Pivot an Array of Pairs Into an Object

Fold the array with reduce, merging a one-entry object each step. Seed the accumulator with acc default {}.

%files 1.0
input json
output json
---
payload reduce (e, acc) -> (acc default {}) ++ { (e.k): e.v }

[{"k":"a","v":1},{"k":"b","v":2}] → {"a":1,"b":2}

Logic and Routing

Conditional expressions let the output depend on a value or pattern in the input. Use them to classify records or change a selected part of a nested document while retaining the rest.

Classify With match

%files 1.0
input json
output json
---
payload map (amt) -> amt match {
  case a if a < 100 -> "small"
  case a if a < 1000 -> "medium"
  else -> "large"
}

[5,150,1500] → ["small","medium","large"]
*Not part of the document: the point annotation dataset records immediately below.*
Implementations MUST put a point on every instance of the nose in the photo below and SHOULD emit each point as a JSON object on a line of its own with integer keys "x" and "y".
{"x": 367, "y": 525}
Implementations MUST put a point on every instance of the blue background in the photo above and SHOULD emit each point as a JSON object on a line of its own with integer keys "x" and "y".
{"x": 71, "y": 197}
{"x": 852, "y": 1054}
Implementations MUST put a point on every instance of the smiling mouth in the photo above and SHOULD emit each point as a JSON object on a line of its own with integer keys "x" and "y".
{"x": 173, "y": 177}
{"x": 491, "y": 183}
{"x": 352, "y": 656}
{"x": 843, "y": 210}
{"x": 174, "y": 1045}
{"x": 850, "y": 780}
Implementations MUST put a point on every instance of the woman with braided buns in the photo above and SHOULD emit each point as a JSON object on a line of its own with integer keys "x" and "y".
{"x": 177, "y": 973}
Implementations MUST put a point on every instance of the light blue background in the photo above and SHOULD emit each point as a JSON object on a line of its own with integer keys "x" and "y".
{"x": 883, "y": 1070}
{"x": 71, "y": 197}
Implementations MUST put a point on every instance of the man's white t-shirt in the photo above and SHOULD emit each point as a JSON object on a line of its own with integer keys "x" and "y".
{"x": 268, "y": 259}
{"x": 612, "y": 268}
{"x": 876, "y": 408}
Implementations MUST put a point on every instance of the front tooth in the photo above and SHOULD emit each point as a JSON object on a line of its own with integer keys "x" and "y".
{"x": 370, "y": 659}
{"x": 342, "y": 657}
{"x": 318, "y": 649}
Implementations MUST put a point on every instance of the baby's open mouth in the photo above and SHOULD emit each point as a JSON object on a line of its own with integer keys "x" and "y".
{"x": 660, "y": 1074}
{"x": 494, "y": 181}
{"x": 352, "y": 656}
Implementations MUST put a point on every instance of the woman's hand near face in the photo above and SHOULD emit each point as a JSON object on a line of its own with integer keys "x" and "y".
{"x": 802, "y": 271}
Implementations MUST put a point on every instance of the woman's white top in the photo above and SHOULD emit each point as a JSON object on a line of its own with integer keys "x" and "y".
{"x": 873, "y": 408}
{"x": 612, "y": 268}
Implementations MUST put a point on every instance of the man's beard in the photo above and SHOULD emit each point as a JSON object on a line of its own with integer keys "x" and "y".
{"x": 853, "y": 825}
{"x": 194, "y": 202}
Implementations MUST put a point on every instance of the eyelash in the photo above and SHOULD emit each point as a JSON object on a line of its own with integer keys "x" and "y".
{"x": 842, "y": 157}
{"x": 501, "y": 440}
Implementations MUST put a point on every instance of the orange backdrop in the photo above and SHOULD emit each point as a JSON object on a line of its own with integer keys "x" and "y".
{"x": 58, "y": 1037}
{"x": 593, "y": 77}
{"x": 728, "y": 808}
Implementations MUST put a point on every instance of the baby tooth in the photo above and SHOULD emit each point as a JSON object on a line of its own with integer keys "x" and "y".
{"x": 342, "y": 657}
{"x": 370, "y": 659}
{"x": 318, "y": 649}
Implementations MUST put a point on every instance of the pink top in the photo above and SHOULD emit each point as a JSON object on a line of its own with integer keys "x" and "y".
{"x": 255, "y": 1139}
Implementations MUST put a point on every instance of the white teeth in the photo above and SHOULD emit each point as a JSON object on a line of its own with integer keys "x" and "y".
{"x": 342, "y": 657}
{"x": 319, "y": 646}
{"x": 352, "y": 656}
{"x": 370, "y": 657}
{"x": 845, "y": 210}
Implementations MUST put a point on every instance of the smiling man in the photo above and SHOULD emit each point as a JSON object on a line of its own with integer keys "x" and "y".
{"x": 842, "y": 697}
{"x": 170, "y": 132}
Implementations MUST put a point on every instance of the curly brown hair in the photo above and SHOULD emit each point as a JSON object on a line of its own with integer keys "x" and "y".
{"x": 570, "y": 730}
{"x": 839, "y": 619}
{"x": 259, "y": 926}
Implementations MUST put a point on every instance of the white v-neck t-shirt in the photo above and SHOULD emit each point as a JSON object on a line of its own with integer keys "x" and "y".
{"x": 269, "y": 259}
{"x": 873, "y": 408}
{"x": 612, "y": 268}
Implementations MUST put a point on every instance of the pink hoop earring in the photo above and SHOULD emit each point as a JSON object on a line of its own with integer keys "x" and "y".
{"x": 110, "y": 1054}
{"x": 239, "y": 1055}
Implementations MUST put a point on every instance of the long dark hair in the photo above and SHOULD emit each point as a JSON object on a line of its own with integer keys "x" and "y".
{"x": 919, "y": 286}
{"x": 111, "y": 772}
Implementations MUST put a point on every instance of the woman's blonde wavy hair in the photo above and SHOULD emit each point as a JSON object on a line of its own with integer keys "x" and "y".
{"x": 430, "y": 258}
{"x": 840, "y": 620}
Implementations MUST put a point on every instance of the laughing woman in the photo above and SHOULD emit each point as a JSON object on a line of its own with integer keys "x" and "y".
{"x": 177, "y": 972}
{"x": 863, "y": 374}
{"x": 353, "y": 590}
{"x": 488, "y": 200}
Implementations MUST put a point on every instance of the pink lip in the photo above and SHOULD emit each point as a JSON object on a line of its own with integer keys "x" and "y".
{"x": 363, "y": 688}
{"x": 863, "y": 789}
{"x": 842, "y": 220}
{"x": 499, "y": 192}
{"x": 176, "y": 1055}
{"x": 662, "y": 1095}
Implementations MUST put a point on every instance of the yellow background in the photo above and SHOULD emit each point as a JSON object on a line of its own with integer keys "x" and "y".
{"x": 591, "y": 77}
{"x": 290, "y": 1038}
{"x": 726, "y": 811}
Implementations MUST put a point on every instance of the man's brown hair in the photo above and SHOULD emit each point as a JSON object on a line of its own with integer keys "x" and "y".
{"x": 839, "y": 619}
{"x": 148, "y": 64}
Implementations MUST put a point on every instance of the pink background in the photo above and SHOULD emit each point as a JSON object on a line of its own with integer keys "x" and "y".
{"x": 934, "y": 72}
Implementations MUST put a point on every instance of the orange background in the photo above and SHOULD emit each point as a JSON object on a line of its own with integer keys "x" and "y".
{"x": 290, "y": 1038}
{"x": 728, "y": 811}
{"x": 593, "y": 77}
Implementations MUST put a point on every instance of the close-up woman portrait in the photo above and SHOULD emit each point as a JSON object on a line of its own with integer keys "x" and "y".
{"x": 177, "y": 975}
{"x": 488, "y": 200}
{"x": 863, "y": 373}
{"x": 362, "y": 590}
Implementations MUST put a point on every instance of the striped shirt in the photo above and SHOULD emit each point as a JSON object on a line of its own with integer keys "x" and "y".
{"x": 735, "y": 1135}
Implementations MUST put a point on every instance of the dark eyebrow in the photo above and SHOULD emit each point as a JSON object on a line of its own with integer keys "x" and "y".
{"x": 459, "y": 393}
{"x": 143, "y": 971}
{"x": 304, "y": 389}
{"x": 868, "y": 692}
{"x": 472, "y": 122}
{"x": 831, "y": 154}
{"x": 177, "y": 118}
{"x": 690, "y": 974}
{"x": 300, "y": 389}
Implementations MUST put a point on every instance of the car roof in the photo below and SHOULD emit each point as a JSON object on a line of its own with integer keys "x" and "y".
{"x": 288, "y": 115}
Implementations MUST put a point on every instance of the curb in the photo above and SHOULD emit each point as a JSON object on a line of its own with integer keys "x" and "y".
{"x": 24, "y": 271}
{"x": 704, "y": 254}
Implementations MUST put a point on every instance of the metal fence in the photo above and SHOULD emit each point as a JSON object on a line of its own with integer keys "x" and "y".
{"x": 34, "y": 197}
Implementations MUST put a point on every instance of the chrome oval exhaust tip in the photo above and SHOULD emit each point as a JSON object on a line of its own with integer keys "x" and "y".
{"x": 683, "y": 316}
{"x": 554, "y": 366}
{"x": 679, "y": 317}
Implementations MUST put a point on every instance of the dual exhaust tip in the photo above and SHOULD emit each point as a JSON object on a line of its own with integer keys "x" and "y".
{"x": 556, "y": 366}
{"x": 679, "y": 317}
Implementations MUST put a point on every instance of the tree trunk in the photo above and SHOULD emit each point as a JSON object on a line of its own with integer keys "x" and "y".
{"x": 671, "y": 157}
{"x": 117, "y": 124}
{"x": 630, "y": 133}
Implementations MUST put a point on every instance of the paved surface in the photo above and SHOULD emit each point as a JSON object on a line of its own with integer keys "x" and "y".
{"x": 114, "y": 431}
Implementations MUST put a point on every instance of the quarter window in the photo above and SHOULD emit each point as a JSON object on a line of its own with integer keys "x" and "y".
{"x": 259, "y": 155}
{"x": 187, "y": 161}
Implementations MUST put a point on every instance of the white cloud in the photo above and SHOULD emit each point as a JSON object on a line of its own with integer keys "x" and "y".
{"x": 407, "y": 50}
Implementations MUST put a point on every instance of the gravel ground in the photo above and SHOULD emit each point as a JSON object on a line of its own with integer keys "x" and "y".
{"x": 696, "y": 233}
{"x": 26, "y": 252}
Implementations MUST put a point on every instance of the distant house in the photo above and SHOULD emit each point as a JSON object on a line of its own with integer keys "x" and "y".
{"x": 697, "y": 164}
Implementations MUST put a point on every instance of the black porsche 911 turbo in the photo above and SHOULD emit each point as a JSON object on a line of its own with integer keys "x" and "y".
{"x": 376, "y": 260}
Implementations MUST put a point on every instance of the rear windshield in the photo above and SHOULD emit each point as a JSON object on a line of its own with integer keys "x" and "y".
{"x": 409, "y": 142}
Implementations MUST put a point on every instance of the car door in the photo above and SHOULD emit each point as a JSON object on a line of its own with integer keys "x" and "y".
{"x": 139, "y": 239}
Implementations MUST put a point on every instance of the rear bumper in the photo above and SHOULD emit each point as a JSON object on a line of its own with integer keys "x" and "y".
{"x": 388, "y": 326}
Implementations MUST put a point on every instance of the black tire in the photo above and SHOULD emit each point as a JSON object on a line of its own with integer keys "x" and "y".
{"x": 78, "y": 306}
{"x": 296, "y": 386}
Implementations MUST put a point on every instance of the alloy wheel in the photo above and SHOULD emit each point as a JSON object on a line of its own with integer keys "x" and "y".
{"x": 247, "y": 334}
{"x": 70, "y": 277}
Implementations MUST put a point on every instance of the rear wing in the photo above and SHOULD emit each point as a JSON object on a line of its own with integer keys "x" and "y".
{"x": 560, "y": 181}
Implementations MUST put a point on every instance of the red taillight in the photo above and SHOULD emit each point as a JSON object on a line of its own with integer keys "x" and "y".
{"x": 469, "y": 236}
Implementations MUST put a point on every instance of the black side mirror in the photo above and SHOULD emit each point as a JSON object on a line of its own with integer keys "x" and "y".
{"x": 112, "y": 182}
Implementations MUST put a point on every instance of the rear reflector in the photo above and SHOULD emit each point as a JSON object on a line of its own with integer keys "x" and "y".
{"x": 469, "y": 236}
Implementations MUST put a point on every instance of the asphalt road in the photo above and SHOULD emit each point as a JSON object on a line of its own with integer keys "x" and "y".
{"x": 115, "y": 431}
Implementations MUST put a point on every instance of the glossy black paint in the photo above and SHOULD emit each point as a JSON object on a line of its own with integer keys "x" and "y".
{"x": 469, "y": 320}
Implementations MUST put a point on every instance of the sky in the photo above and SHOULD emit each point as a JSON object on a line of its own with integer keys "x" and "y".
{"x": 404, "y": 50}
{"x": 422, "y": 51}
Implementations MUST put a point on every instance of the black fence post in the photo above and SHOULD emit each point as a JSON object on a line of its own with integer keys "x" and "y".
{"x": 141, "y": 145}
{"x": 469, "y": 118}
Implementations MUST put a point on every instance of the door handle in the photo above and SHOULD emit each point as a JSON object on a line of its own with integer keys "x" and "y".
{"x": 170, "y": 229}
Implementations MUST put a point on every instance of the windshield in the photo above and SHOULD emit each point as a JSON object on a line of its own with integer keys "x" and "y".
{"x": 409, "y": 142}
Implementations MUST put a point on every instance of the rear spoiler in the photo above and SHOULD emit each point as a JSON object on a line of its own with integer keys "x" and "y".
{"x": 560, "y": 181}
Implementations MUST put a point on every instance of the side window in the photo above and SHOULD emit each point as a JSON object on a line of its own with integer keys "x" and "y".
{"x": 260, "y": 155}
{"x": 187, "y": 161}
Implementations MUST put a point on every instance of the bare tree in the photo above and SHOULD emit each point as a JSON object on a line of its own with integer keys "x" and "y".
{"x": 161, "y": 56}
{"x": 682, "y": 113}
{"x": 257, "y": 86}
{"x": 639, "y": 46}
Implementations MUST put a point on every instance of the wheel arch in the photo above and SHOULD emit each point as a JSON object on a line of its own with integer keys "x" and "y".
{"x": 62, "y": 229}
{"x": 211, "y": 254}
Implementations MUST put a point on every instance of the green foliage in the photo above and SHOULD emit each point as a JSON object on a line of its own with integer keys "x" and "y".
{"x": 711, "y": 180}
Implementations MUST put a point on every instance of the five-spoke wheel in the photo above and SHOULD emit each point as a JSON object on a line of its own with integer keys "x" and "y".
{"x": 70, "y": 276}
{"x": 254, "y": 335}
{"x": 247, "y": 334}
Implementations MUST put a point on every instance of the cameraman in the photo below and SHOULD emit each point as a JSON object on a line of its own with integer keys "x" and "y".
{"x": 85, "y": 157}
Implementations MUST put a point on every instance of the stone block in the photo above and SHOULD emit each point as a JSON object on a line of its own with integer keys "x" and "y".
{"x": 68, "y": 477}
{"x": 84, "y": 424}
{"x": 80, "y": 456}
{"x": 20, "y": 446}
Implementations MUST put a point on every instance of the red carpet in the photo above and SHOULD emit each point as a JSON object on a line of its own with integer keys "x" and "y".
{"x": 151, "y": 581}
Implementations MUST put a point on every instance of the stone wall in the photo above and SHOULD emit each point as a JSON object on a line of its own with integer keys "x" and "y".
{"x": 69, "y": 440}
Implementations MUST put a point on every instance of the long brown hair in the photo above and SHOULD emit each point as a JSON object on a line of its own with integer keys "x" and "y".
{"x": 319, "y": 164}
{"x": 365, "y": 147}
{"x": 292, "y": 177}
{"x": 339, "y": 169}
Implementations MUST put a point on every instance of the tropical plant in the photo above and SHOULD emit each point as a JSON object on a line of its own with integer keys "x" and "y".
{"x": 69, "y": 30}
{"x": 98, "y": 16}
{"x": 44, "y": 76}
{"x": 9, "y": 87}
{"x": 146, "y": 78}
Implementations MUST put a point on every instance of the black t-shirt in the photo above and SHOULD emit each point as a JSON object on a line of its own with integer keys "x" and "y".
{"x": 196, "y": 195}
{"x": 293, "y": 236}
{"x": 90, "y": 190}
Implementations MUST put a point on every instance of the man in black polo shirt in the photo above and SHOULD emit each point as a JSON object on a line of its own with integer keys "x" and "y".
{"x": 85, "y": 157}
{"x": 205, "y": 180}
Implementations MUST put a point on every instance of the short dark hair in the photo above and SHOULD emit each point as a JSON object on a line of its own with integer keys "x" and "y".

Patch a Nested Value With update

update returns a new structure with the selected path replaced; $ is the existing value at the path.

%files 1.0
input json
output json
---
payload update {
  case role at .user.role -> "admin"
}

{"user":{"name":"sam","role":"basic"}} → {"user":{"name":"sam","role":"admin"}}

Tips and Gotchas

  • Parenthesize UFCS stages with bare lambdas. In a filter (x) -> x.ok map (x) -> x.id, the map is parsed as part of the filter lambda's body. Wrap each stage: (a filter (x) -> x.ok) map (x) -> x.id. (Prefix calls — map(filter(a, …), …) — avoid the issue entirely.)
  • Object keys are dynamic with [(key)] or .(key). Plain obj[key] is array indexing and returns null on an object.
  • Date/time formats are strftime. Use %Y-%m-%d, %m/%d/%Y, etc. Java-style yyyy-MM-dd is treated as literal text.
  • sumBy/avg return decimals. Totals come back as 17.0, not 17.
  • No pipe operator. Chain with UFCS (receiver fn(args)) or thread a whole value with then. See Functions & Lambdas.
  • replace is literal; matches is unanchored. Use remove for regex deletion and replace or replaceAll for literal replacement (Strings).